Humans may be just as vulnerable to the effects of environmental change as other animals, according to a new study analyzing the genetic data of more than 1,000 people who have lived in Europe and Asia over the past 45,000 years.
Team Leader Yassin Swelmy, a genomics and bioinformatics scientist at the Australian Center for Ancient DNA, University of Adelaide; Christian Huber, assistant professor of biology at the University of Pennsylvania, and Ray Tobler, research fellow at the Australian National University, traced more than 50 “complex scans” in which a rare genetic variant rapidly spread through a population – likely after a change in circumstances in which those lacking variable. The most astonishing leap of the first farmers in Anatolia occurred in a genetic region associated with the immune system called MHC-III.
Complex scans have often been observed in other species, but so far they have been few in humans. The effects of heavy raids have been masked by the frequent mixing of the population over the past eight thousand years.
The results show that our famous ability of humans to adapt their behavior and develop new tools and technologies has not always been enough to survive difficult times.
How natural selection works
Modern humans live in a wide variety of natural environments, from the Arctic to tropical rainforests.
And unlike most animals, humans can rely on cultural innovations like fire and clothing to overcome challenges in these environments.
However, these innovations may not always be enough to work in new environmental conditions. This is when genetic variation between individuals comes into play.
They make people with genetic variations more ready to cope with new conditions and tend to leave more offspring. As a result, these beneficial options become more common in future generations.
Charles Darwin called the process of genetic adaptation “natural selection” almost 200 years ago.
How do people adapt?
Using statistical tools to search for evidence of complex scans, the researchers found ample evidence of past adaptive events in many animals and plants, but little in the human genome. In particular, complex scans are notably rare in humans.
As a result, some have suggested that genetic adaptation is rare in humans, perhaps because cultural innovation has made it largely unnecessary. Others have suggested that selection occurred between several fairly useful genetic variants, resulting in subtle, hard-to-detect signals.

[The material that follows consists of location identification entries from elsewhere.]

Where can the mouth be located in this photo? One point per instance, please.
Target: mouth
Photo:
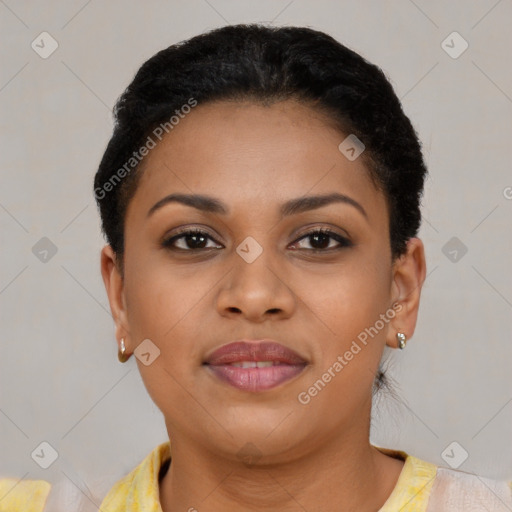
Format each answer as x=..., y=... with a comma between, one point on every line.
x=255, y=365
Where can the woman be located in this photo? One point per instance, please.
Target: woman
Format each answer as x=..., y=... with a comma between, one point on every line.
x=260, y=197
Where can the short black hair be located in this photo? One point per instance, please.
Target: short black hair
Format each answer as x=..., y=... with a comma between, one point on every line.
x=265, y=64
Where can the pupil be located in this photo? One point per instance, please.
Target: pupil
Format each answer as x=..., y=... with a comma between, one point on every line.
x=323, y=238
x=197, y=241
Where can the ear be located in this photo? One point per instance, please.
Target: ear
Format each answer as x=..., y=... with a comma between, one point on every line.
x=114, y=286
x=409, y=272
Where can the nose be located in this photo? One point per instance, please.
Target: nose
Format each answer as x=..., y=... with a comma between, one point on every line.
x=257, y=291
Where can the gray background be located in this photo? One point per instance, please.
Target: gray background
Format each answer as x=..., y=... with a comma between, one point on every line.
x=60, y=380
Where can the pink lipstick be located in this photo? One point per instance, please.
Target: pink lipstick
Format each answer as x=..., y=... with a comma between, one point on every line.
x=255, y=365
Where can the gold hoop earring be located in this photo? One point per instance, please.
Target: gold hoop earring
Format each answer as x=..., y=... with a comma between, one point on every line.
x=121, y=354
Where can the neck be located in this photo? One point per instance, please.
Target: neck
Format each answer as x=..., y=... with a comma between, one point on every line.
x=340, y=474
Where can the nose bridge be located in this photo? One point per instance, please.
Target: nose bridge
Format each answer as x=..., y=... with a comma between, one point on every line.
x=254, y=287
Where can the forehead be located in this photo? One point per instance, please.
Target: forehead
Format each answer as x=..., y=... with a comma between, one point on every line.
x=251, y=154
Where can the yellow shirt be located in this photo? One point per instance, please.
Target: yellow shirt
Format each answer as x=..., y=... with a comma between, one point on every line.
x=421, y=487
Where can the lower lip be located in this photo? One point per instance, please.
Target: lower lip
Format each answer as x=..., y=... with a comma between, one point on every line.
x=256, y=379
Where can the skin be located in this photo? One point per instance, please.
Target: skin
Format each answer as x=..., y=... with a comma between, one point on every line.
x=253, y=158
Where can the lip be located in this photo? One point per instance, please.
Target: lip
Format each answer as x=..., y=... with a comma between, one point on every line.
x=286, y=364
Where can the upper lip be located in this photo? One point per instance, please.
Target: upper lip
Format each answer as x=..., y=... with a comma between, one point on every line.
x=254, y=350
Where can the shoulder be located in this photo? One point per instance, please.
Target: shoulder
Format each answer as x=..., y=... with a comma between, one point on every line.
x=426, y=487
x=458, y=490
x=139, y=489
x=18, y=495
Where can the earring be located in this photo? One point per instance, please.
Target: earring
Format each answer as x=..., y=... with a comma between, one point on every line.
x=402, y=339
x=121, y=355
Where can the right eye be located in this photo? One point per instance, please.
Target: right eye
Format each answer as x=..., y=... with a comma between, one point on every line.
x=191, y=240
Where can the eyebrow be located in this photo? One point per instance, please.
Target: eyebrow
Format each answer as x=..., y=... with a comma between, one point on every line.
x=291, y=207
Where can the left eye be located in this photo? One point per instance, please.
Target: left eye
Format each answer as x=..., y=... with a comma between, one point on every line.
x=320, y=239
x=193, y=239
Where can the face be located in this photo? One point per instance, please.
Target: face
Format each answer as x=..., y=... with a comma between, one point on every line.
x=316, y=277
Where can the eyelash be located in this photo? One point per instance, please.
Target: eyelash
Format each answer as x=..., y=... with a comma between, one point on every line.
x=343, y=241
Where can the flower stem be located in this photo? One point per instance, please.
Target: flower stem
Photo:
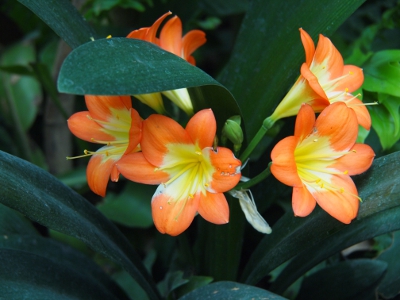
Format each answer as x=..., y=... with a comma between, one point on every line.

Nearly 40 years ago, new methods were developed to extract DNA traces from archaeological skeletal remains. This allowed us to study the genomes of ancient populations and changed our understanding of how ancient human groups and civilizations were related to each other.
Studies of ancient DNA have shown that over the past 10,000 years, the mixing of genetically disparate populations of Eurasia has occurred especially often.
We thought that these events may have erased the historical data of modern human genome scans, but the ancient genomes that preceded these convoluted events may still retain signal traces.
About 10,000 years ago, after the end of the last ice age, there was far more genetic diversity among the hunter-gatherers living in Europe than among the people living there today.
Indeed, the genetic differences between ancient European hunter-gatherer groups were as great as the differences now observed between modern populations in Western Europe and East Asia.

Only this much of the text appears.